Ce sera pour vous l’occasion de rendre témoignage.
Mettez-vous dans la tête que vous n’avez pas à vous soucier de votre défense.
Moi-même, je vous inspirerai un langage et une sagesse
à laquelle tous vos adversaires ne pourront opposer ni résistance ni contradiction.
Vous serez livrés même par vos parents, vos frères, votre famille et vos amis,
et ils feront mettre à mort certains d’entre vous.
Vous serez détestés de tous, à cause de mon Nom.
Mais pas un cheveu de votre tête ne sera perdu.
C’est par votre persévérance que vous obtiendrez la vie. »

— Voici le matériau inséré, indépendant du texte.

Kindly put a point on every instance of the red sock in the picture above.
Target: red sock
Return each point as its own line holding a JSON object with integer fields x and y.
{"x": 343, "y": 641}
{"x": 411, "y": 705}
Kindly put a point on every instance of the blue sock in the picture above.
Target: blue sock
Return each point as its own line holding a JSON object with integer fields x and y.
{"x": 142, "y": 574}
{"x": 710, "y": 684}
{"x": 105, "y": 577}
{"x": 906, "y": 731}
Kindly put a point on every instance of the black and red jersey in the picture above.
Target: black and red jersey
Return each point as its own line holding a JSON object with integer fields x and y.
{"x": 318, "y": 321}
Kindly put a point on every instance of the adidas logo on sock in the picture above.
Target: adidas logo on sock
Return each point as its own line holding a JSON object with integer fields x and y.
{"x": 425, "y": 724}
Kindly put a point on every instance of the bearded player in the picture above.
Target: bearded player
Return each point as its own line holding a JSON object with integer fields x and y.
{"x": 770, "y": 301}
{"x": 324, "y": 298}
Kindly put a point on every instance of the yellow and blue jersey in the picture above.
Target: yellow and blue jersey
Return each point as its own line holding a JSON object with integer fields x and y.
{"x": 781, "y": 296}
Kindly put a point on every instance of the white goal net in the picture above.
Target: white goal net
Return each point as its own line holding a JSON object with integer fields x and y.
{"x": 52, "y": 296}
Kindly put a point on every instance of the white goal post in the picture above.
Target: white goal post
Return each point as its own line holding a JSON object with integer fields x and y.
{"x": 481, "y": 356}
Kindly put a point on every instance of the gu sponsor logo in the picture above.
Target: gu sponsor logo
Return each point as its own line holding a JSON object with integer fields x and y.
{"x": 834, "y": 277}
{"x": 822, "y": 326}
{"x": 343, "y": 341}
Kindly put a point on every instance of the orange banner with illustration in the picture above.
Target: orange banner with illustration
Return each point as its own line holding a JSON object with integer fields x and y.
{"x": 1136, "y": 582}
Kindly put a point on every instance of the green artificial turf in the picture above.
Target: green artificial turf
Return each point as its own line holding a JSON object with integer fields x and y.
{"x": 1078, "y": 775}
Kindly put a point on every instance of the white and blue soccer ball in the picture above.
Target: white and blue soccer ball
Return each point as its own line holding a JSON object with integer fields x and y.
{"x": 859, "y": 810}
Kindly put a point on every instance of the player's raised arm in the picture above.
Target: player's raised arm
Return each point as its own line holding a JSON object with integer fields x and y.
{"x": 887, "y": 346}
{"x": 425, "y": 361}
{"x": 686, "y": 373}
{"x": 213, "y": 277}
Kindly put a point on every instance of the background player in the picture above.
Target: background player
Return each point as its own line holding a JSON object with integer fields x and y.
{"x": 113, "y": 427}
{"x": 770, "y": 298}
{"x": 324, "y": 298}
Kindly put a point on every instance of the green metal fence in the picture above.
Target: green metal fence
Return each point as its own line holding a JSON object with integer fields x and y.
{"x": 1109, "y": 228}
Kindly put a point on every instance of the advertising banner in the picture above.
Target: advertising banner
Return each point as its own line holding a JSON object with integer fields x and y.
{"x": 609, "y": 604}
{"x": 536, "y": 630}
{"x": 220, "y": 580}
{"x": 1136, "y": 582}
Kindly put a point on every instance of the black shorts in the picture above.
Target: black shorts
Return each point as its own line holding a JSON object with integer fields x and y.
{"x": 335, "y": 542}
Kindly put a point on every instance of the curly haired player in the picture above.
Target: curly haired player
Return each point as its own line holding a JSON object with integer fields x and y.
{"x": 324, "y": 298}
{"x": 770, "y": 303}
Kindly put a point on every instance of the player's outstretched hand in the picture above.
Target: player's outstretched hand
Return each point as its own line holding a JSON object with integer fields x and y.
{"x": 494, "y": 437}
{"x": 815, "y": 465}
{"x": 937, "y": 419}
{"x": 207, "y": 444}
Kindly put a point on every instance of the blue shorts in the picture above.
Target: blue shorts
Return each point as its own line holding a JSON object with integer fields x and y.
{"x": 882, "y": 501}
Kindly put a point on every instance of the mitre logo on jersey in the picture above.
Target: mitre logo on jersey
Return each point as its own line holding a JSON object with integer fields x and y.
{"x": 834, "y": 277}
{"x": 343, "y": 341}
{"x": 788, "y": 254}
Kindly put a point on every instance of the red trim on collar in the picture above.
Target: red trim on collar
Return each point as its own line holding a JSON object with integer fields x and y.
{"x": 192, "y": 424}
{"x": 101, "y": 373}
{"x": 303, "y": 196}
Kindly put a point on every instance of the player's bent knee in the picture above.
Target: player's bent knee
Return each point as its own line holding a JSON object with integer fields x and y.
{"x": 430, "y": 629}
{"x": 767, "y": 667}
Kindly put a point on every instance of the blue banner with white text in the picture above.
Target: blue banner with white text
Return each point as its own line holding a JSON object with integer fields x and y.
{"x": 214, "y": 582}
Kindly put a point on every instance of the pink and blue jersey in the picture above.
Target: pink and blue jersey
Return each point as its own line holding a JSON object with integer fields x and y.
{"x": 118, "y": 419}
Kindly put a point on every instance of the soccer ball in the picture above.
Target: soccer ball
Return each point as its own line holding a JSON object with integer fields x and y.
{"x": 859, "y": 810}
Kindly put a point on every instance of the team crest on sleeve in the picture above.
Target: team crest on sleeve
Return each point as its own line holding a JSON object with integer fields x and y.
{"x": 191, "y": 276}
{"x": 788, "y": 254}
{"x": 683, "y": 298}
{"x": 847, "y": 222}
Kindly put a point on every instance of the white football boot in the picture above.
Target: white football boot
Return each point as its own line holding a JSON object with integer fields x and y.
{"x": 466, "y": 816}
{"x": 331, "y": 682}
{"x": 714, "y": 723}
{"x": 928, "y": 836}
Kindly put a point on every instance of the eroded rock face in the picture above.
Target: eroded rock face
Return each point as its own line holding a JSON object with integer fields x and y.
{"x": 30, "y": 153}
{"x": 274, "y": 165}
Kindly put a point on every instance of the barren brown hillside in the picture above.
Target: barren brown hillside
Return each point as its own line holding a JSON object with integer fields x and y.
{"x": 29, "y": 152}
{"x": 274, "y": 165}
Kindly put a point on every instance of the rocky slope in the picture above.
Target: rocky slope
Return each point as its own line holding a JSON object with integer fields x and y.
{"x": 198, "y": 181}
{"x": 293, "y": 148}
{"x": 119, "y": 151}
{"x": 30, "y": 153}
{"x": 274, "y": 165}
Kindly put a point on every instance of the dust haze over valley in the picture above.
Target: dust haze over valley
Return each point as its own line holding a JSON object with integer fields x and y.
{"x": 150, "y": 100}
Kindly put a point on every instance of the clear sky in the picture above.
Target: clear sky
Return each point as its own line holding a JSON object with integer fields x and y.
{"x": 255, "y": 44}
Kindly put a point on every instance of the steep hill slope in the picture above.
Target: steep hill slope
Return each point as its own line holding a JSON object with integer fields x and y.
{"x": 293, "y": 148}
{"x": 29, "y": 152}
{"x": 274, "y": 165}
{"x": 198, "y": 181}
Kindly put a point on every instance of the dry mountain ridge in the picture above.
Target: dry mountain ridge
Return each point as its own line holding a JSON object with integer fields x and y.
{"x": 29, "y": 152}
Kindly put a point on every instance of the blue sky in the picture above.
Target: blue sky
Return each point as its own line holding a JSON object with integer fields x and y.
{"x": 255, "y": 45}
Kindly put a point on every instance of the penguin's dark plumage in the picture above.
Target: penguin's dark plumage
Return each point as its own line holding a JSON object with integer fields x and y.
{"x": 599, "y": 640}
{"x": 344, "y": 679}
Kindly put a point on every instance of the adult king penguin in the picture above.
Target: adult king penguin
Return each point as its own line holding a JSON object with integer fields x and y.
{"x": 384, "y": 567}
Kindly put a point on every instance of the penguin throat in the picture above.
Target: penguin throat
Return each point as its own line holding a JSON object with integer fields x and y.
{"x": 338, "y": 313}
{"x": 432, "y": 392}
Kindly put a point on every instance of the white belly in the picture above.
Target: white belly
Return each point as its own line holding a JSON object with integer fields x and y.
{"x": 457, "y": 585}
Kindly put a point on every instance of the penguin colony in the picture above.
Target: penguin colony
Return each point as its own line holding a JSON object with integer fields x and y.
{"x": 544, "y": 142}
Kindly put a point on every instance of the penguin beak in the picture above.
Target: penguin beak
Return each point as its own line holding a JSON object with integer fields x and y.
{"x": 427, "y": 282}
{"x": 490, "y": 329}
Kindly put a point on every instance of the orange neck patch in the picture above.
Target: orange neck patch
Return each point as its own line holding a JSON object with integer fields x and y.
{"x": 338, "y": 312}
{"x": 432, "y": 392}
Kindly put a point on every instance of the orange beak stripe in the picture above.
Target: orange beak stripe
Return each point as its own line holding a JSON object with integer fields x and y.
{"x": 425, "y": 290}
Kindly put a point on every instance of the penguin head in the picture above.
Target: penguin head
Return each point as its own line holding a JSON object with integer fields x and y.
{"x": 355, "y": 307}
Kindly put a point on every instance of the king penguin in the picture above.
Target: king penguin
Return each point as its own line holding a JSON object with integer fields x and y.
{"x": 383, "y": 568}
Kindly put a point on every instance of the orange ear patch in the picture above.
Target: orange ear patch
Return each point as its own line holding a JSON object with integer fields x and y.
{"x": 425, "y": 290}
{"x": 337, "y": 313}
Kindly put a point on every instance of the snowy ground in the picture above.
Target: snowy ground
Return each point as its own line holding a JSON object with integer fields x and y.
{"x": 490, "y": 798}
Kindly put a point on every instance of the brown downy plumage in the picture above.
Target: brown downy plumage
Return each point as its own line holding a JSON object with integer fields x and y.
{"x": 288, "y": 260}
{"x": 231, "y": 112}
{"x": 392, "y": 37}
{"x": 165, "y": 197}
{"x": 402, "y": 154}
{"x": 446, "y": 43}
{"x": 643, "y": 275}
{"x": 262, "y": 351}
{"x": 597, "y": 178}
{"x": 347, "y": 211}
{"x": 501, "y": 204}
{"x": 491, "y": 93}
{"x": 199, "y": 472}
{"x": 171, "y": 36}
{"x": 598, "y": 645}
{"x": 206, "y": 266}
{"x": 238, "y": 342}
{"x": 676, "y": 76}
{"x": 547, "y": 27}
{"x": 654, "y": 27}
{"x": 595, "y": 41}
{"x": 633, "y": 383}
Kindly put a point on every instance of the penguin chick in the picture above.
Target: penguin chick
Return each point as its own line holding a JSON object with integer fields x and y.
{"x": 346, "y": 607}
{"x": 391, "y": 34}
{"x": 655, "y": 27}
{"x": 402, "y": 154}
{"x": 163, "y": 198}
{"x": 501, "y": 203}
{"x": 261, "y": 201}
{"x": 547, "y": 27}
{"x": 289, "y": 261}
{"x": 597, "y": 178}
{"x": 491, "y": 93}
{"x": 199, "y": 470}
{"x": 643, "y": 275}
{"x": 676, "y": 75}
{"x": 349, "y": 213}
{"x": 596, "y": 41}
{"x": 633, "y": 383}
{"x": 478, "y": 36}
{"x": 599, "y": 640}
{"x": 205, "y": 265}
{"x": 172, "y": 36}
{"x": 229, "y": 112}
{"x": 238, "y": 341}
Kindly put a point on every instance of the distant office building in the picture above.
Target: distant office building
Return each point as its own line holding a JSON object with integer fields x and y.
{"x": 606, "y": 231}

Ce que promet Jésus à son Eglise n’est pas de tout repos. Si elle se montre fidèle à son fondateur, son destin ne sera pas de s’installer dans des modèles triomphalistes d’existence, de régner, de rêver d’un messianisme terrestre mais d’être servante et pauvre dans le monde. Sa fidélité à son fondateur sera d’autant plus grande qu’elle suivra les pas du Messie qu’il a été, quand elle affrontera comme lui persécution, trahison, prison, détestation, extermination dans les domaines de la vie politique, sociale, religieuse, familiale. Et cela pour que se lève sur le monde du temps qu’elle traverse le soleil de la justice de Dieu. « L’homme, bien souvent a adoré la pierre et le bois, les prenant pour des dieux. Le Seigneur veut le persuader désormais de s’élever et de toiser toutes ces idoles, tenant la pierre pour de la pierre et le bois pour du bois, adorant le Créateur de l’univers, et mettant la foi en Lui bien au-dessus de toutes les choses de cette vie. » (Jean Chrysostome)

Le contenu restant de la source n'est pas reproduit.